By CPCTC, it follows that $\angle BAC\cong\angle DCA$ and that $\angle BCA\cong \angle DAC$. But the theorems about corresponding angles in transversal cutting then imply that $\ol{AB}$ and $\ol{CD}$ are parallel, and that $\ol{AD}$ and $\ol{BC}$ are parallel. Thus $ABCD$ is a parallelogram.
\end{proof}
\begin{thm} \label{thm:three}If one pair of opposite sides of a quadrilateral are both parallel and congruent, the quadrilateral is a parallelogram.
\end{thm}
\begin{proof}
Again let $ABCD$ be the given parallelogram. Assume $AB=CD$ and that $\ol{AB}$ and $\ol{CD}$ are parallel, and draw $\ol{AC}$.
\begin{center}\includegraphics{Parallelogram3}\end{center}
Since $\ol{AB}$ and $\ol{CD}$ are parallel, it follows that the alternate interior angles are equal: $\angle BAC\cong \angle DCA$. Then by SAS, $\triangle ABC\cong \triangle ADC$ since they share a side.
Again by CPCTC we have that $BC=AD$, so both pairs of sides of the quadrilateral are congruent, so by Theorem \ref{thm:two}, the quadrilateral is a parallelogram.
\end{proof}
\begin{thm} \label{thm:four}The diagonals of a parallelogram bisect each other.
\end{thm}
\begin{proof}
Let $ABCD$ be the given parallelogram, and draw the diagonals $\ol{AC}$ and $\ol{BD}$, intersecting at $E$.

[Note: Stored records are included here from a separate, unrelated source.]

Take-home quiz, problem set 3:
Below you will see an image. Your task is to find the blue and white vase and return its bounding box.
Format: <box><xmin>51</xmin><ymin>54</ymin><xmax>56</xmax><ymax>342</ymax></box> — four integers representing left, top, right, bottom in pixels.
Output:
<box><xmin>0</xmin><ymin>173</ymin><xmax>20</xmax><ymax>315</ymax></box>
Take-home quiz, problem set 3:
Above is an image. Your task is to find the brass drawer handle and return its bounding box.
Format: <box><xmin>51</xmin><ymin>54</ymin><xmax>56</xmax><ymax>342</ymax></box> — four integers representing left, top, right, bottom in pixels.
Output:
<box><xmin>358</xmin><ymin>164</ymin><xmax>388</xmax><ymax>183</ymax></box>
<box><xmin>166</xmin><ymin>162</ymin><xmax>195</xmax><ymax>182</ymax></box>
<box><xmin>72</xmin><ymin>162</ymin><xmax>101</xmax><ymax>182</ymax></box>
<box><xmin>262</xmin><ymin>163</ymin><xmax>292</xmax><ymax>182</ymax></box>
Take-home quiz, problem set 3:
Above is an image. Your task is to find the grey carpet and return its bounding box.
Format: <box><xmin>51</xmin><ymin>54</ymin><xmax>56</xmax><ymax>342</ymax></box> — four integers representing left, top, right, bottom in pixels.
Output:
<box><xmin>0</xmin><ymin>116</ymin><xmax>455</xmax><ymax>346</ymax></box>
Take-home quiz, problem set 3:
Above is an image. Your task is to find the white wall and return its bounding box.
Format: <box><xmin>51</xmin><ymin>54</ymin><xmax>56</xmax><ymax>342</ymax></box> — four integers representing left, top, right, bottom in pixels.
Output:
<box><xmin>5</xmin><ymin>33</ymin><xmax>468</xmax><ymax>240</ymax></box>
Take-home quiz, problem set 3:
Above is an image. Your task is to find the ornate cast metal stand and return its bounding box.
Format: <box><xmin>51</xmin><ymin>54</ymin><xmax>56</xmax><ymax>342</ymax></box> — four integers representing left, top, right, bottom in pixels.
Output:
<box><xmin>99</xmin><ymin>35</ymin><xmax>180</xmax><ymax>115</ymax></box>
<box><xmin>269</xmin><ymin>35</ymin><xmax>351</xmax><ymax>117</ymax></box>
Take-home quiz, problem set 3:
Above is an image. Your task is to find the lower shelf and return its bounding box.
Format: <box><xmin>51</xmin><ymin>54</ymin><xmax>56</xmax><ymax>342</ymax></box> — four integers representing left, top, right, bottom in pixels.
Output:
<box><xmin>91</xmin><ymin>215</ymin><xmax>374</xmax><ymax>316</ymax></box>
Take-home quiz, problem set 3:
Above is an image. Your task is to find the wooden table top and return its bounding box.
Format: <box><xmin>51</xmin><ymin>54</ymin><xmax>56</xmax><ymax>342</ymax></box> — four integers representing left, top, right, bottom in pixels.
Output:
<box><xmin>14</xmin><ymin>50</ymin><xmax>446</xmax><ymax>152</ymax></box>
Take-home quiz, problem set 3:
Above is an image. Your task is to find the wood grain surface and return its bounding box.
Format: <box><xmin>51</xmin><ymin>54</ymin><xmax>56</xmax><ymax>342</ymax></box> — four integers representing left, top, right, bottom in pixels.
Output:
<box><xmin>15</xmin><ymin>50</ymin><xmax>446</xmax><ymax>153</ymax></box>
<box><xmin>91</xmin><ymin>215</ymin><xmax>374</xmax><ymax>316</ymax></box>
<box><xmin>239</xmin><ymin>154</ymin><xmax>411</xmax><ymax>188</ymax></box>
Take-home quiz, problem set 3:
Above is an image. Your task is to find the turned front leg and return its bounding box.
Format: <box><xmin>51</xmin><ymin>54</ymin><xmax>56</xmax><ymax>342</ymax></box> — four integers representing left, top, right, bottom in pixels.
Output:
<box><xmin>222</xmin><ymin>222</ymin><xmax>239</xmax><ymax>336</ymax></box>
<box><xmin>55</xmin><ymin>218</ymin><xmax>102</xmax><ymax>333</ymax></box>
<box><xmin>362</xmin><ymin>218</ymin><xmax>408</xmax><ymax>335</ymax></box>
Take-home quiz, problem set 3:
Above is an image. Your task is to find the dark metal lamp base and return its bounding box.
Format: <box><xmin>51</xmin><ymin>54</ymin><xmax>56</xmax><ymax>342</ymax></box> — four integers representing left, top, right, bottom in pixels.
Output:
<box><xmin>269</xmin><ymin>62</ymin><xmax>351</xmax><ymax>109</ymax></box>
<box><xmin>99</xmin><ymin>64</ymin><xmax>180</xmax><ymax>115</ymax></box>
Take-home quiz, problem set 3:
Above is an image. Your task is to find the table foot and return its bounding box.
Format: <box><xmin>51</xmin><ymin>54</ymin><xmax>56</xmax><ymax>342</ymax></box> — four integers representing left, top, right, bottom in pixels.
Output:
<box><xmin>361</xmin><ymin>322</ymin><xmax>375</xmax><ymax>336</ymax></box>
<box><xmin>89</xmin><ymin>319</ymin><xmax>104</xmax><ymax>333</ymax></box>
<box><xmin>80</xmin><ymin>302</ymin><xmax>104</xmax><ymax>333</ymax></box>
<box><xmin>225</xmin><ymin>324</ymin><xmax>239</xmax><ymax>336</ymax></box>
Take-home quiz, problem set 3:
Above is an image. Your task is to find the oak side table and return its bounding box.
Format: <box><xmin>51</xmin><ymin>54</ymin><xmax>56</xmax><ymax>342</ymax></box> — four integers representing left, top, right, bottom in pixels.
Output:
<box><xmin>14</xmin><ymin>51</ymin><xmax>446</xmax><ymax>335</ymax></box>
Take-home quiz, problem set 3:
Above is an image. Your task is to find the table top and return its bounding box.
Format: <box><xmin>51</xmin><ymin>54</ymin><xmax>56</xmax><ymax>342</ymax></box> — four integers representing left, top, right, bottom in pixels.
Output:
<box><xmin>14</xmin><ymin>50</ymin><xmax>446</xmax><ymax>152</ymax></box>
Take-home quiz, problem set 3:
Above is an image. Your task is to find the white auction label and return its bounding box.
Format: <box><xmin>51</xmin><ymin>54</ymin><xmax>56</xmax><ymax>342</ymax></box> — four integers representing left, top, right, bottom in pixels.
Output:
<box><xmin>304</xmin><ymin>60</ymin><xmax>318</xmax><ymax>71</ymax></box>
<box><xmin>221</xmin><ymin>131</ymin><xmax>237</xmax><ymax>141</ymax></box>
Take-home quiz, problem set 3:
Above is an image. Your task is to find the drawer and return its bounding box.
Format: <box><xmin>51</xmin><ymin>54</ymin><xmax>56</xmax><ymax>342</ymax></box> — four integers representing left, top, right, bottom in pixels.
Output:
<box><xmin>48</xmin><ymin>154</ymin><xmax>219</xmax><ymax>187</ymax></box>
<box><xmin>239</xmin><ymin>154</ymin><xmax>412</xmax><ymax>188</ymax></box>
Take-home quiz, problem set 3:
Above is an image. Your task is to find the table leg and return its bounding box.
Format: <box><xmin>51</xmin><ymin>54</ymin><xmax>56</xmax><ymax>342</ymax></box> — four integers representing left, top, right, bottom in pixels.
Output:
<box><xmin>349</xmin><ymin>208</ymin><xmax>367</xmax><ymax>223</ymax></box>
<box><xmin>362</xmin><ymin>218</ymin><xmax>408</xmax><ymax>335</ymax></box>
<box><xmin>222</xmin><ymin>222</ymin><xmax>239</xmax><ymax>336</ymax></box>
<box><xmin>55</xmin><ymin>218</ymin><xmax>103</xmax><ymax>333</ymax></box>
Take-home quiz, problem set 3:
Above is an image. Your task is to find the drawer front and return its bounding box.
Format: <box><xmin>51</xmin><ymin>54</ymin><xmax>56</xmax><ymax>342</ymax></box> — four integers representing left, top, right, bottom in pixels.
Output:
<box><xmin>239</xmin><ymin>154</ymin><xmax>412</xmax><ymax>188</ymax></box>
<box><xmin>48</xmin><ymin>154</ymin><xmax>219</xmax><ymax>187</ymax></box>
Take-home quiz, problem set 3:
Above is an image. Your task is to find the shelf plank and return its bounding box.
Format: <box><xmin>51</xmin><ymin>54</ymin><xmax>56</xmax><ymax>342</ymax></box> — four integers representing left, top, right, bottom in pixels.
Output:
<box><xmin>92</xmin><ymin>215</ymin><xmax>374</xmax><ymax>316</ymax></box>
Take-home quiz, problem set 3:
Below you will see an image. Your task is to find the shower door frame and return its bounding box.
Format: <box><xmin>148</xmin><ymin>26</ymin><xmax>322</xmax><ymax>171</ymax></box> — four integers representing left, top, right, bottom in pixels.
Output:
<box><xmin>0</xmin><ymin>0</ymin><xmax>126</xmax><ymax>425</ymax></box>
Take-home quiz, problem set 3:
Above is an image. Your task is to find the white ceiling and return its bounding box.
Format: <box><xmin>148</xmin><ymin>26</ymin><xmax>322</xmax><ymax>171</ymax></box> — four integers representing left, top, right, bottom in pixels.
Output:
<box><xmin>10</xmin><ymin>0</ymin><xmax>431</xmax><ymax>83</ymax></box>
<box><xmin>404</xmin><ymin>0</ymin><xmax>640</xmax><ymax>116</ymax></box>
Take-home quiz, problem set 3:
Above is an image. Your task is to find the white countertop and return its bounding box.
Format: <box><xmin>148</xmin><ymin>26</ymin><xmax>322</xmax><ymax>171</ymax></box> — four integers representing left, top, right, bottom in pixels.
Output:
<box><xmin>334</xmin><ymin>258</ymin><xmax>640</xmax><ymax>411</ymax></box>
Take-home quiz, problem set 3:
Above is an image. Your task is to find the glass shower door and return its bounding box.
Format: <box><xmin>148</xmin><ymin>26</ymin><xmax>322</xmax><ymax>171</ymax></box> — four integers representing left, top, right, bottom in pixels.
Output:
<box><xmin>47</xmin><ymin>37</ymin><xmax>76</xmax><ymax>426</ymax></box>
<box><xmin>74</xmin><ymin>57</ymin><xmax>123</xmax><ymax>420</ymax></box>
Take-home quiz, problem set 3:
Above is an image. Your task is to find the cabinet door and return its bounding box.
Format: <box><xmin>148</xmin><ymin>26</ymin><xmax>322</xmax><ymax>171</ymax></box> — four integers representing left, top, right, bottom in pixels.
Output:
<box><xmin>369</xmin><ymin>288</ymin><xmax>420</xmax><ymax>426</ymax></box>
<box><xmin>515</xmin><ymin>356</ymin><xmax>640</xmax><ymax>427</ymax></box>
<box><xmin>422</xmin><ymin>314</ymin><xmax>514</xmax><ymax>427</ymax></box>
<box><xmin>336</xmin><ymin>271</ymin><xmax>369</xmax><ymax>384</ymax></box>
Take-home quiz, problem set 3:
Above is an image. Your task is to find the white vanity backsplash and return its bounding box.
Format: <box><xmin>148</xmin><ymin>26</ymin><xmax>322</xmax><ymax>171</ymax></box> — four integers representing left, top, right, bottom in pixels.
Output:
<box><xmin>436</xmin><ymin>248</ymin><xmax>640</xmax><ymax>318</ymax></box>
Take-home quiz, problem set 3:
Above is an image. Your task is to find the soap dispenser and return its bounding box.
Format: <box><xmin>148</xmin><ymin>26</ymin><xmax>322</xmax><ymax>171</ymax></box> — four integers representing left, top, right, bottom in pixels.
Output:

\begin{center}\includegraphics{Parallelogram4}\end{center}
Since $ABCD$ is a parallelogram, we have that $AB=CD$. In addition, $\ol{AB}$ and $\ol{CD}$ are parallel, so the alternate interior angles are equal: $\angle ABD\cong \angle BDC$ and $\angle BAC\cong \angle ACD$. Then by ASA, $\triangle ABE\cong \triangle CDE$.
By CPCTC we see that $AE=CE$ and $BE=DE$, proving the theorem.
\end{proof}
\begin{thm} \label{thm:five}If the diagonals of a quadrilateral bisect each other, the quadrilateral is a parallelogram.
\end{thm}
\begin{proof}
Let $ABCD$ be the given quadrilateral, and let its diagonals intersect in $E$.
\begin{center}\includegraphics{Parallelogram5}\end{center}
Then by assumption, $AE=EC$ and $DE=EB$. But also vertical angles are equal, so $\angle AED\cong \angle AEB$ and $\angle CED\cong \angle AEB$. Thus, by SAS we have that $\triangle AED\cong \triangle CEB$ and $\triangle CED\cong \triangle AEB$.
By CPCTC it follows that $AB=CD$ and that $AD=BC$. By Theorem \ref{thm:one}, $ABCD$ is a parallelogram.
\end{proof}